Fall/winter 73 does get a lot of hype, and deservedly so, but the first half of the year has equally wonderful moments that should not be overlooked, like the big jam out of Truckin' from this show. Honestly I probably find myself turning to shows like this, and 3/24, 3/28, 4/2, 3/22, etc more than the Fall shows. This one is definitely a must have for 73. It's as good as a 73 board Miller transfer gets, and again, the second set suite of jams is truly superb. You get a FAT jam out of Truckin, a Wharf Rat, an Eyes, AND a Morning Dew. Nuff said.
July 20, 2009 Subject:
Wow! Forgive me father for I have sinned.
I am guilty, as many of you, for listening to more fall shows than spring shows from 1973. Well that just changed. This is a monster show with almost everything you could ask for in the first set.The Playing is incredible.
Then you get a taste of some '73 commercialness with an unlikely appearence of Wolfman Jack, if you have to ask continue reading on. The second set is one masterpiece.Ramble On works quite well as the opener followed by a driving Big River that rips.Next is an early rendition of HC Sunshine, a taste of the fall to come, the band is excited to play the "new" material and explores it well.
This show does have a relaxed pace but all songs are played with focus and passion but with many surprises. A smokin version of Greatest Story that is off the hook is a perfect example. A rarely played Candyman is also very sweet too.
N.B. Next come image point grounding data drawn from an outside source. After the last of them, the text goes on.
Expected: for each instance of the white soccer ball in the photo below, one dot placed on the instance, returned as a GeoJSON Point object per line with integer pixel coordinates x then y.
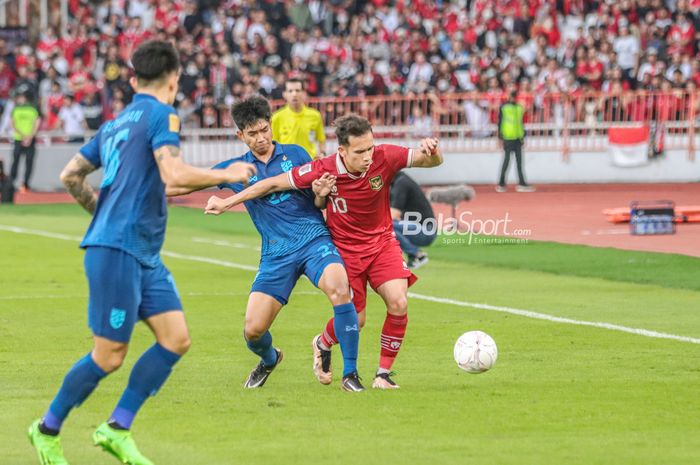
{"type": "Point", "coordinates": [475, 352]}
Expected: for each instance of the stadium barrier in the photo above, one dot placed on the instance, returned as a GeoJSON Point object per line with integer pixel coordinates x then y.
{"type": "Point", "coordinates": [466, 122]}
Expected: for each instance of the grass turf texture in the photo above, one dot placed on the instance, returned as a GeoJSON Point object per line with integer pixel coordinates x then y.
{"type": "Point", "coordinates": [558, 394]}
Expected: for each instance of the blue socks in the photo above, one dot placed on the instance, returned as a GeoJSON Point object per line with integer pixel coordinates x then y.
{"type": "Point", "coordinates": [347, 331]}
{"type": "Point", "coordinates": [77, 386]}
{"type": "Point", "coordinates": [147, 376]}
{"type": "Point", "coordinates": [263, 348]}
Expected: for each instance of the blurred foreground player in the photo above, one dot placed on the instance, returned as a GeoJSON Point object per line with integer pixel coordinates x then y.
{"type": "Point", "coordinates": [140, 155]}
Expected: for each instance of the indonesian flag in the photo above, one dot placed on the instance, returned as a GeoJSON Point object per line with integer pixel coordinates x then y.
{"type": "Point", "coordinates": [629, 146]}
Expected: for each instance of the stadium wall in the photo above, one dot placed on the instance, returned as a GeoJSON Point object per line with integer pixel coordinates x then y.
{"type": "Point", "coordinates": [481, 167]}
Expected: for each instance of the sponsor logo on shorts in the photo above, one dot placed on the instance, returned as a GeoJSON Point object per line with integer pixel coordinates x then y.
{"type": "Point", "coordinates": [117, 317]}
{"type": "Point", "coordinates": [305, 169]}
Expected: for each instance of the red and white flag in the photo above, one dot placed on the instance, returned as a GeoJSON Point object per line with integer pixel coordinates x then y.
{"type": "Point", "coordinates": [629, 146]}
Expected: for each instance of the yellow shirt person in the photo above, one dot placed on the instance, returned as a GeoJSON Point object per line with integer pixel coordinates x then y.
{"type": "Point", "coordinates": [295, 123]}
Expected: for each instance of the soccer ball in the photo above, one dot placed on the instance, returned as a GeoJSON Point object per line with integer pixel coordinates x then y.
{"type": "Point", "coordinates": [475, 352]}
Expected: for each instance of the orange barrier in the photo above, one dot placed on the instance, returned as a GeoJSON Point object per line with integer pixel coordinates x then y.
{"type": "Point", "coordinates": [683, 214]}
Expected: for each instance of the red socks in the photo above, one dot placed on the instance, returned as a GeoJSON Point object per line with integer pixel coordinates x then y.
{"type": "Point", "coordinates": [328, 338]}
{"type": "Point", "coordinates": [393, 333]}
{"type": "Point", "coordinates": [392, 337]}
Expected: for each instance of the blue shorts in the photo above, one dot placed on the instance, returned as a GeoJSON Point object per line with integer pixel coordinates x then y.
{"type": "Point", "coordinates": [122, 291]}
{"type": "Point", "coordinates": [277, 276]}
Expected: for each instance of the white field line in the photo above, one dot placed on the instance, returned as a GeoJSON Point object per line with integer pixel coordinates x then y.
{"type": "Point", "coordinates": [222, 243]}
{"type": "Point", "coordinates": [605, 232]}
{"type": "Point", "coordinates": [458, 303]}
{"type": "Point", "coordinates": [189, 294]}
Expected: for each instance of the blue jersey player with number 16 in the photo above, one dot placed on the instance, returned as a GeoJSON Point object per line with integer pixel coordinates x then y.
{"type": "Point", "coordinates": [295, 241]}
{"type": "Point", "coordinates": [140, 156]}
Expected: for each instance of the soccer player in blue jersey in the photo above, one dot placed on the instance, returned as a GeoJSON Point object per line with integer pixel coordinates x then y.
{"type": "Point", "coordinates": [295, 241]}
{"type": "Point", "coordinates": [140, 156]}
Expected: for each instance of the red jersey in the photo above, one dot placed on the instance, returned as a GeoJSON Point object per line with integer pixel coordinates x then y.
{"type": "Point", "coordinates": [358, 214]}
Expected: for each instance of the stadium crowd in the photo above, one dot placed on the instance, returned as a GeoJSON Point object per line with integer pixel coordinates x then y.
{"type": "Point", "coordinates": [550, 50]}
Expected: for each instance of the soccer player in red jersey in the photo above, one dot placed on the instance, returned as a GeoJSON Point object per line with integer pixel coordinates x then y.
{"type": "Point", "coordinates": [356, 181]}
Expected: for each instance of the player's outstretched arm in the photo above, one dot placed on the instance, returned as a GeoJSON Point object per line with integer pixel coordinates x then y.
{"type": "Point", "coordinates": [181, 178]}
{"type": "Point", "coordinates": [217, 205]}
{"type": "Point", "coordinates": [428, 155]}
{"type": "Point", "coordinates": [74, 177]}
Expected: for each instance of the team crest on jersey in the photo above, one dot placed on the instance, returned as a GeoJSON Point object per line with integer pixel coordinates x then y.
{"type": "Point", "coordinates": [376, 183]}
{"type": "Point", "coordinates": [173, 123]}
{"type": "Point", "coordinates": [305, 169]}
{"type": "Point", "coordinates": [117, 318]}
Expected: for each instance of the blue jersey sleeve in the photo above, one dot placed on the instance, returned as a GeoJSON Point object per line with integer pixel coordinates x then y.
{"type": "Point", "coordinates": [91, 150]}
{"type": "Point", "coordinates": [164, 127]}
{"type": "Point", "coordinates": [302, 157]}
{"type": "Point", "coordinates": [235, 187]}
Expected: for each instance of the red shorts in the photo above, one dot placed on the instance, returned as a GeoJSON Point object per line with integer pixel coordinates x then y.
{"type": "Point", "coordinates": [385, 265]}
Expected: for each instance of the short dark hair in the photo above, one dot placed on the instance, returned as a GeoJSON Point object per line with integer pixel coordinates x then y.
{"type": "Point", "coordinates": [153, 60]}
{"type": "Point", "coordinates": [295, 81]}
{"type": "Point", "coordinates": [351, 125]}
{"type": "Point", "coordinates": [250, 111]}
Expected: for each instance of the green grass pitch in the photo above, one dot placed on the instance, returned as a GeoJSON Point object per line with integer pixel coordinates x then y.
{"type": "Point", "coordinates": [559, 394]}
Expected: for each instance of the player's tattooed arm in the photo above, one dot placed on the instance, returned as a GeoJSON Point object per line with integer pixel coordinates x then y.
{"type": "Point", "coordinates": [74, 177]}
{"type": "Point", "coordinates": [428, 155]}
{"type": "Point", "coordinates": [180, 178]}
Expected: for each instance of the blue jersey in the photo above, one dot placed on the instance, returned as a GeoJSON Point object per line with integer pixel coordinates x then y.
{"type": "Point", "coordinates": [287, 221]}
{"type": "Point", "coordinates": [131, 210]}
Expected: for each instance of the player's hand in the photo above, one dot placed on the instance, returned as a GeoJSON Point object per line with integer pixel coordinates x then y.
{"type": "Point", "coordinates": [240, 172]}
{"type": "Point", "coordinates": [215, 206]}
{"type": "Point", "coordinates": [323, 186]}
{"type": "Point", "coordinates": [429, 146]}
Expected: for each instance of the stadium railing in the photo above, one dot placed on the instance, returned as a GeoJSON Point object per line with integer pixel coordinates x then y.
{"type": "Point", "coordinates": [466, 122]}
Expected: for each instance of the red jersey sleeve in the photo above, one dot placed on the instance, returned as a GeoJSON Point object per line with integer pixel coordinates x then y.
{"type": "Point", "coordinates": [397, 157]}
{"type": "Point", "coordinates": [301, 177]}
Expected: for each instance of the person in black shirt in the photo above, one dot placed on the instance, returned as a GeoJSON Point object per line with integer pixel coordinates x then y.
{"type": "Point", "coordinates": [407, 200]}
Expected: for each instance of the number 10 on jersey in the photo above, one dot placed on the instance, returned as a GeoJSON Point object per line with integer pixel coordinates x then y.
{"type": "Point", "coordinates": [339, 205]}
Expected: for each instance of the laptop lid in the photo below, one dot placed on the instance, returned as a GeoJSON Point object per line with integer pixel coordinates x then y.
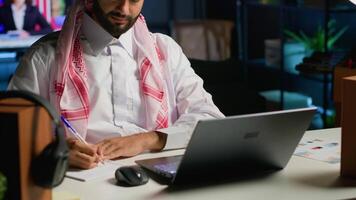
{"type": "Point", "coordinates": [240, 145]}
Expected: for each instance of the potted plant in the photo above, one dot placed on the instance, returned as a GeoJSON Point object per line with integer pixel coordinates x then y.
{"type": "Point", "coordinates": [3, 186]}
{"type": "Point", "coordinates": [316, 42]}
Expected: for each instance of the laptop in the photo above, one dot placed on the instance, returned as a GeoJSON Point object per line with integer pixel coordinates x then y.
{"type": "Point", "coordinates": [235, 146]}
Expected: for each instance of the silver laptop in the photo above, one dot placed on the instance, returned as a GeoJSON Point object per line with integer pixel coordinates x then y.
{"type": "Point", "coordinates": [236, 146]}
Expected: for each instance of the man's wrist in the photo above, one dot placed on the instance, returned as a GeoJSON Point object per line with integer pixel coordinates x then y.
{"type": "Point", "coordinates": [154, 141]}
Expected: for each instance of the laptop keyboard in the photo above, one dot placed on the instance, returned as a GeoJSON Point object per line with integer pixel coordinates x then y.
{"type": "Point", "coordinates": [168, 167]}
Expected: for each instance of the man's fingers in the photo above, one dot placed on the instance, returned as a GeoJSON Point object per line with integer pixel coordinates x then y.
{"type": "Point", "coordinates": [116, 153]}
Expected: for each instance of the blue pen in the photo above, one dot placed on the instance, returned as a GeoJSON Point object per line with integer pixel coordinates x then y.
{"type": "Point", "coordinates": [72, 130]}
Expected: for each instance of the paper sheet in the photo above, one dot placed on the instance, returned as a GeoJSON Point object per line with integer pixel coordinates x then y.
{"type": "Point", "coordinates": [101, 171]}
{"type": "Point", "coordinates": [318, 149]}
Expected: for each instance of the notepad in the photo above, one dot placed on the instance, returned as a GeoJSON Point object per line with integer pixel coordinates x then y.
{"type": "Point", "coordinates": [101, 171]}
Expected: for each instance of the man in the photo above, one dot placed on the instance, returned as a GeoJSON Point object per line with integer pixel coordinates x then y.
{"type": "Point", "coordinates": [123, 88]}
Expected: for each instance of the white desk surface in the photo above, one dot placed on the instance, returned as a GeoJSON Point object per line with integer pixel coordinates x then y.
{"type": "Point", "coordinates": [301, 179]}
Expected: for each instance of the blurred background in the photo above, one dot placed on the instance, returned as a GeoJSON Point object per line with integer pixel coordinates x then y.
{"type": "Point", "coordinates": [254, 55]}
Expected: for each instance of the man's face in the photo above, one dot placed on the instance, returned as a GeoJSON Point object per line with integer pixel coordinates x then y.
{"type": "Point", "coordinates": [117, 16]}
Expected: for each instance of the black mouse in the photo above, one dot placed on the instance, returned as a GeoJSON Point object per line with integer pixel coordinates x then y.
{"type": "Point", "coordinates": [131, 176]}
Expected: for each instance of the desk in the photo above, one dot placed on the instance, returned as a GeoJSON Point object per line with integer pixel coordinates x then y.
{"type": "Point", "coordinates": [301, 179]}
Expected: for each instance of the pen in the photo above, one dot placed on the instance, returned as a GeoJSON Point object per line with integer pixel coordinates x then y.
{"type": "Point", "coordinates": [74, 132]}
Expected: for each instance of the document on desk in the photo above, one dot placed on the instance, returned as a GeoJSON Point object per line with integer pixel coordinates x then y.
{"type": "Point", "coordinates": [101, 171]}
{"type": "Point", "coordinates": [319, 149]}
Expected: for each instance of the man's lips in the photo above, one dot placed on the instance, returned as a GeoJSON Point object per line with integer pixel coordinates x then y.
{"type": "Point", "coordinates": [118, 20]}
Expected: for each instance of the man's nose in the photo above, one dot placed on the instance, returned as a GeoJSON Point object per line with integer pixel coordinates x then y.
{"type": "Point", "coordinates": [123, 6]}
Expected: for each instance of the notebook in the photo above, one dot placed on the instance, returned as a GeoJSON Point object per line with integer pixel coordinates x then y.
{"type": "Point", "coordinates": [235, 146]}
{"type": "Point", "coordinates": [101, 171]}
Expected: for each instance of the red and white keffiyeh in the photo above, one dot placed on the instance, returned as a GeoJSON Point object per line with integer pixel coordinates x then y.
{"type": "Point", "coordinates": [70, 81]}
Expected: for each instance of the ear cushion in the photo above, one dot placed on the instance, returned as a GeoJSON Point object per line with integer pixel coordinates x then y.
{"type": "Point", "coordinates": [48, 169]}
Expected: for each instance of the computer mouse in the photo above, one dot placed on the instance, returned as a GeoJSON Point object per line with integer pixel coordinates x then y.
{"type": "Point", "coordinates": [131, 176]}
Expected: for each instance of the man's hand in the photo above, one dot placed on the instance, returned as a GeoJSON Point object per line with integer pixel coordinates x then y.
{"type": "Point", "coordinates": [131, 145]}
{"type": "Point", "coordinates": [82, 155]}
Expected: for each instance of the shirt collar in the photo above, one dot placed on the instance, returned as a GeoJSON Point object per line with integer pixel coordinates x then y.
{"type": "Point", "coordinates": [100, 38]}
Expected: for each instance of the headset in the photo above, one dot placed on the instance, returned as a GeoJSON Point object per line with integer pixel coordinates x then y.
{"type": "Point", "coordinates": [49, 167]}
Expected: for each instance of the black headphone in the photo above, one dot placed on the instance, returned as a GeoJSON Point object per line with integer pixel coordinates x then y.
{"type": "Point", "coordinates": [47, 169]}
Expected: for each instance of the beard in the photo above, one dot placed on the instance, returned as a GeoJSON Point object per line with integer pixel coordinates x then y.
{"type": "Point", "coordinates": [113, 28]}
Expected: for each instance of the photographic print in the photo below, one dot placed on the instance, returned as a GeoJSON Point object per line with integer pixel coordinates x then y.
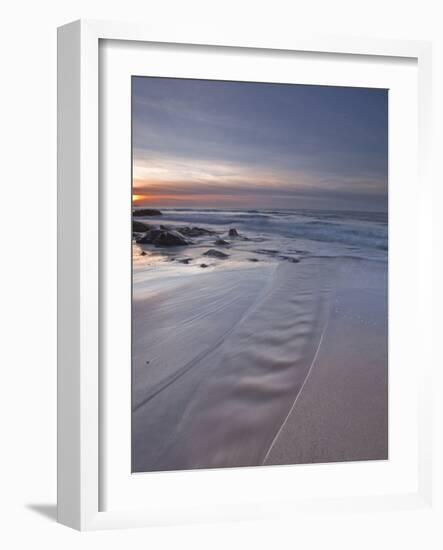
{"type": "Point", "coordinates": [259, 274]}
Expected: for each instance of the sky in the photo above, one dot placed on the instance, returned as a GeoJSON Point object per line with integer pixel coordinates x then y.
{"type": "Point", "coordinates": [215, 144]}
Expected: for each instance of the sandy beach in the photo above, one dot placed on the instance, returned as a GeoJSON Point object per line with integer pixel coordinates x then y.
{"type": "Point", "coordinates": [267, 355]}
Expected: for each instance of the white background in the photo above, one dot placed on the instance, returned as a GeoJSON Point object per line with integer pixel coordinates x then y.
{"type": "Point", "coordinates": [28, 289]}
{"type": "Point", "coordinates": [230, 491]}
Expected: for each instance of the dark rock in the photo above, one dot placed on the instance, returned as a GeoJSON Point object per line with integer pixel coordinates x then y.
{"type": "Point", "coordinates": [160, 237]}
{"type": "Point", "coordinates": [289, 259]}
{"type": "Point", "coordinates": [221, 242]}
{"type": "Point", "coordinates": [140, 227]}
{"type": "Point", "coordinates": [170, 238]}
{"type": "Point", "coordinates": [194, 231]}
{"type": "Point", "coordinates": [149, 236]}
{"type": "Point", "coordinates": [146, 212]}
{"type": "Point", "coordinates": [216, 254]}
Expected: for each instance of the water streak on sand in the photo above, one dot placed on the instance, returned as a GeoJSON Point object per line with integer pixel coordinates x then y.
{"type": "Point", "coordinates": [245, 386]}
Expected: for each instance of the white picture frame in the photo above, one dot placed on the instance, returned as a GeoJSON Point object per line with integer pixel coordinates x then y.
{"type": "Point", "coordinates": [80, 369]}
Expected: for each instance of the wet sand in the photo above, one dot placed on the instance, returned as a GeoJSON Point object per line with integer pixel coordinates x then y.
{"type": "Point", "coordinates": [221, 357]}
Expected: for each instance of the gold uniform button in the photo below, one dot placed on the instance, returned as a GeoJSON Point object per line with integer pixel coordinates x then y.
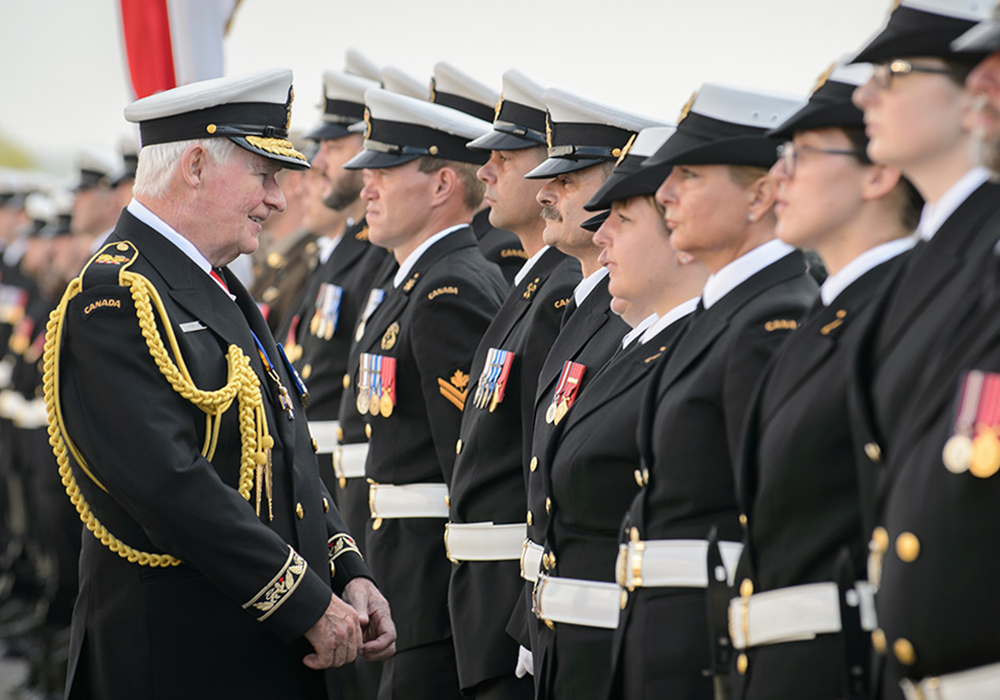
{"type": "Point", "coordinates": [873, 451]}
{"type": "Point", "coordinates": [907, 547]}
{"type": "Point", "coordinates": [904, 652]}
{"type": "Point", "coordinates": [878, 641]}
{"type": "Point", "coordinates": [742, 664]}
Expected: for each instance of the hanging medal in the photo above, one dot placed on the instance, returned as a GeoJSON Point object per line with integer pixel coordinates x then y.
{"type": "Point", "coordinates": [957, 453]}
{"type": "Point", "coordinates": [363, 383]}
{"type": "Point", "coordinates": [569, 392]}
{"type": "Point", "coordinates": [388, 401]}
{"type": "Point", "coordinates": [376, 385]}
{"type": "Point", "coordinates": [375, 298]}
{"type": "Point", "coordinates": [506, 359]}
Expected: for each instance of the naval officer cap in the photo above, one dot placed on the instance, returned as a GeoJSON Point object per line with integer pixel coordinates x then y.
{"type": "Point", "coordinates": [629, 178]}
{"type": "Point", "coordinates": [356, 63]}
{"type": "Point", "coordinates": [518, 118]}
{"type": "Point", "coordinates": [830, 103]}
{"type": "Point", "coordinates": [453, 88]}
{"type": "Point", "coordinates": [925, 28]}
{"type": "Point", "coordinates": [96, 168]}
{"type": "Point", "coordinates": [722, 125]}
{"type": "Point", "coordinates": [254, 111]}
{"type": "Point", "coordinates": [343, 105]}
{"type": "Point", "coordinates": [402, 83]}
{"type": "Point", "coordinates": [581, 133]}
{"type": "Point", "coordinates": [401, 129]}
{"type": "Point", "coordinates": [982, 38]}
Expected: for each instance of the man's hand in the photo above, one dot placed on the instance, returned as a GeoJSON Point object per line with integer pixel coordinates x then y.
{"type": "Point", "coordinates": [336, 637]}
{"type": "Point", "coordinates": [375, 618]}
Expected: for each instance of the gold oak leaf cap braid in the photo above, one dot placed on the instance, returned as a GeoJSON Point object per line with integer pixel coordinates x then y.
{"type": "Point", "coordinates": [242, 384]}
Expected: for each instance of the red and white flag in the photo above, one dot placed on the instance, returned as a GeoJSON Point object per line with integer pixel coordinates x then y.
{"type": "Point", "coordinates": [173, 42]}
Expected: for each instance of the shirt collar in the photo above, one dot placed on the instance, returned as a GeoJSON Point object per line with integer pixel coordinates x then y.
{"type": "Point", "coordinates": [682, 310]}
{"type": "Point", "coordinates": [638, 330]}
{"type": "Point", "coordinates": [587, 284]}
{"type": "Point", "coordinates": [852, 271]}
{"type": "Point", "coordinates": [935, 214]}
{"type": "Point", "coordinates": [404, 269]}
{"type": "Point", "coordinates": [530, 263]}
{"type": "Point", "coordinates": [741, 269]}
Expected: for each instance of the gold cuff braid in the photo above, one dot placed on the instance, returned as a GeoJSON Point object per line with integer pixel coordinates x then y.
{"type": "Point", "coordinates": [242, 384]}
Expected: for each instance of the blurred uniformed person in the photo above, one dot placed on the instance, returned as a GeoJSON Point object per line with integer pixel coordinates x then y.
{"type": "Point", "coordinates": [925, 423]}
{"type": "Point", "coordinates": [413, 374]}
{"type": "Point", "coordinates": [592, 458]}
{"type": "Point", "coordinates": [584, 140]}
{"type": "Point", "coordinates": [719, 201]}
{"type": "Point", "coordinates": [806, 545]}
{"type": "Point", "coordinates": [488, 503]}
{"type": "Point", "coordinates": [453, 88]}
{"type": "Point", "coordinates": [220, 565]}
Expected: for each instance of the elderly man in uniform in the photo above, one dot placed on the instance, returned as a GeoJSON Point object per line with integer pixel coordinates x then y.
{"type": "Point", "coordinates": [412, 378]}
{"type": "Point", "coordinates": [219, 566]}
{"type": "Point", "coordinates": [488, 504]}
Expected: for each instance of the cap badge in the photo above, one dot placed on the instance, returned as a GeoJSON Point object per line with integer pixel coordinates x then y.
{"type": "Point", "coordinates": [626, 149]}
{"type": "Point", "coordinates": [686, 109]}
{"type": "Point", "coordinates": [824, 76]}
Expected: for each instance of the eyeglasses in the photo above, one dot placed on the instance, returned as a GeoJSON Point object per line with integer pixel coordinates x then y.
{"type": "Point", "coordinates": [883, 73]}
{"type": "Point", "coordinates": [788, 154]}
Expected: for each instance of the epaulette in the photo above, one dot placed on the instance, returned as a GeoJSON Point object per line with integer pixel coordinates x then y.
{"type": "Point", "coordinates": [106, 266]}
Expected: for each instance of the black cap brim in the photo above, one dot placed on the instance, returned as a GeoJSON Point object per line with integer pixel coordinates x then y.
{"type": "Point", "coordinates": [981, 39]}
{"type": "Point", "coordinates": [560, 166]}
{"type": "Point", "coordinates": [500, 141]}
{"type": "Point", "coordinates": [620, 186]}
{"type": "Point", "coordinates": [682, 149]}
{"type": "Point", "coordinates": [595, 222]}
{"type": "Point", "coordinates": [287, 161]}
{"type": "Point", "coordinates": [377, 160]}
{"type": "Point", "coordinates": [329, 131]}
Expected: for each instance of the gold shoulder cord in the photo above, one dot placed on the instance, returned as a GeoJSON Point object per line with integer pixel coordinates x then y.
{"type": "Point", "coordinates": [242, 384]}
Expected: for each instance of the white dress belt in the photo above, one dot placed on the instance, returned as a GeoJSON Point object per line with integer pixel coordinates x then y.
{"type": "Point", "coordinates": [980, 683]}
{"type": "Point", "coordinates": [349, 460]}
{"type": "Point", "coordinates": [576, 601]}
{"type": "Point", "coordinates": [483, 541]}
{"type": "Point", "coordinates": [531, 559]}
{"type": "Point", "coordinates": [408, 500]}
{"type": "Point", "coordinates": [796, 613]}
{"type": "Point", "coordinates": [324, 432]}
{"type": "Point", "coordinates": [672, 563]}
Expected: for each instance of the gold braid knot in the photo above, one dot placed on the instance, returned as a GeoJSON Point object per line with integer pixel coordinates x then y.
{"type": "Point", "coordinates": [242, 384]}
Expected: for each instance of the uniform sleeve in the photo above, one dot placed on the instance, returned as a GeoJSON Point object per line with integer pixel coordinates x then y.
{"type": "Point", "coordinates": [143, 442]}
{"type": "Point", "coordinates": [451, 326]}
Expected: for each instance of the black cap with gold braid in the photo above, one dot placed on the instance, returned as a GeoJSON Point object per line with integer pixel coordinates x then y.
{"type": "Point", "coordinates": [254, 111]}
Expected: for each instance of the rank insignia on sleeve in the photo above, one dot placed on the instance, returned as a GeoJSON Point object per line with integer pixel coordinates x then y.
{"type": "Point", "coordinates": [455, 389]}
{"type": "Point", "coordinates": [389, 337]}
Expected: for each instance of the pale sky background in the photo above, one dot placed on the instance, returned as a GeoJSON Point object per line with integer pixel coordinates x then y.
{"type": "Point", "coordinates": [63, 80]}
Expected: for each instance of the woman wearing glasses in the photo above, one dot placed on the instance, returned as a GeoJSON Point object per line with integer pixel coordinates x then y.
{"type": "Point", "coordinates": [805, 544]}
{"type": "Point", "coordinates": [719, 201]}
{"type": "Point", "coordinates": [934, 544]}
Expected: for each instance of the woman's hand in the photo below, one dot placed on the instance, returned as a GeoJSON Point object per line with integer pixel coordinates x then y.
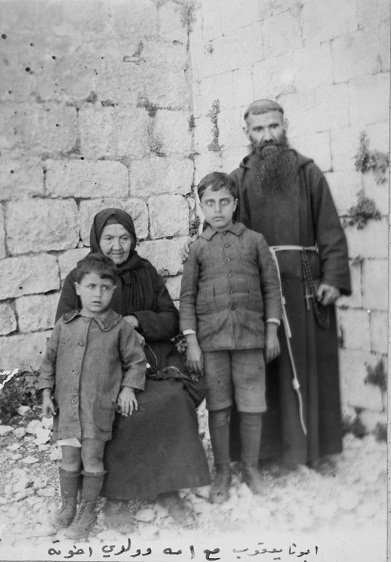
{"type": "Point", "coordinates": [48, 409]}
{"type": "Point", "coordinates": [193, 354]}
{"type": "Point", "coordinates": [127, 401]}
{"type": "Point", "coordinates": [272, 345]}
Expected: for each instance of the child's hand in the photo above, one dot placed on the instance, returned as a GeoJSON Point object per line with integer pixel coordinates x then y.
{"type": "Point", "coordinates": [48, 409]}
{"type": "Point", "coordinates": [272, 345]}
{"type": "Point", "coordinates": [193, 356]}
{"type": "Point", "coordinates": [127, 401]}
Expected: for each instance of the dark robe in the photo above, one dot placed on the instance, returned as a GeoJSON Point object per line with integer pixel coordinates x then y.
{"type": "Point", "coordinates": [157, 449]}
{"type": "Point", "coordinates": [306, 216]}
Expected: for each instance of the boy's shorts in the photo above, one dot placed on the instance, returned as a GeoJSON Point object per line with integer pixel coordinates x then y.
{"type": "Point", "coordinates": [235, 373]}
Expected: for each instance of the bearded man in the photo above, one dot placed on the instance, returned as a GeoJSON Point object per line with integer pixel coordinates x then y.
{"type": "Point", "coordinates": [285, 196]}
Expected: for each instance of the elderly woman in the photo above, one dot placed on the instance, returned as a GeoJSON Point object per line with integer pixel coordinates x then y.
{"type": "Point", "coordinates": [157, 450]}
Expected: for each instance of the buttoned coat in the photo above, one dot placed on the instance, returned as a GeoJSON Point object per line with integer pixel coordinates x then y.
{"type": "Point", "coordinates": [229, 288]}
{"type": "Point", "coordinates": [87, 362]}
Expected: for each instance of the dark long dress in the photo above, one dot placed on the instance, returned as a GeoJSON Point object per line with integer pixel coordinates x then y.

A quick cowboy song and then it is onto a 79 minute masterpiece of music that begins with He's Gone. I will fast forward to Wharf Rat which is stellar, fragile and brimming with conviction. This flows effortlessly into a beautiful Bobby McGee, which I love, then into a slower paced Eyes that is exciting and dynamic with Phil really adding much to it.Keith is on big time too. It all ends at where it should, with an amazing reading of Morning Dew.I like the tranistion into it,it is unique too.
Jerry is passionate, subtle and full of conviction. His solo at the bridge is like being on an warm summer night breeze. Phil closes it out with a powerful ending note too.
May 23, 2009 Subject:
This contains one of the greatest jam moments ever - the jam between Truckin' and Wharf Rat, the WRS Prelude jam. Pure magic. Mesmerizing. Five Stars for the recording and show.